Cependant, l’utilisation de l’anglais varie en fonction des juridictions. Ainsi, devant la Chambre pour le règlement des différends commerciaux du Tribunal régional de Francfort, l’usage de l’anglais est possible si les parties y ont expressément consenti alors que devant la NCC, l’anglais est la langue officielle de la procédure, à moins que les parties demandent au tribunal de manière unanime d’autoriser l’utilisation du néerlandais pour une partie ou pour l’ensemble de la procédure. Ainsi, dans les conditions évoquées plus haut, tant en Allemagne qu’aux Pays Bas, l’ensemble de la procédure – y compris les audiences, les soumissions écrites, les moyens de preuve ainsi que le jugement final – peut se dérouler en anglais.

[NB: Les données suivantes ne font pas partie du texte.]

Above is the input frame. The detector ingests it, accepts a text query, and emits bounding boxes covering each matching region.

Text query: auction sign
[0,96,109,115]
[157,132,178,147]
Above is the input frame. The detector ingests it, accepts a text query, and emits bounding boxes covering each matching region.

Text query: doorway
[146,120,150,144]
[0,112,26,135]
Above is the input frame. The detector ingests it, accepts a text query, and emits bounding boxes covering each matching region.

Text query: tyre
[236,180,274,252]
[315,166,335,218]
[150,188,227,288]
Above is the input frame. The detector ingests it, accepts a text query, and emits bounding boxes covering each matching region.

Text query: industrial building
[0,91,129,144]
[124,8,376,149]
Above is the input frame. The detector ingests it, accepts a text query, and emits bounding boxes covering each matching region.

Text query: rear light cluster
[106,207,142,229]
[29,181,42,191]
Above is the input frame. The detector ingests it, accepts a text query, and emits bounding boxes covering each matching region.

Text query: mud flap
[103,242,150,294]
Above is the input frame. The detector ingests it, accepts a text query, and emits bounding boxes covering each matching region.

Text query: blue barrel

En France, les procédures devant les chambres internationales peuvent se dérouler en anglais à l’exception des actes de procédure (soumissions, jugement) qui doivent obligatoirement être rédigés en français (le jugement pourra faire l’objet d’une traduction assermentée). Les experts, témoins et parties pourront être entendus et interrogés dans leur langue, avec une traduction simultanée, aux frais de la partie qui le demande.

• Procédure

Bien que les chambres internationales de Londres, Singapour et Francfort appliquent les règles de procédure générales de leurs ordres juridiques respectifs, d’autres juridictions ont adopté un ensemble de règles de procédure spécifiques pour les chambres internationales. Il s’agit là d’une caractéristique notable des chambres internationales françaises et néerlandaises.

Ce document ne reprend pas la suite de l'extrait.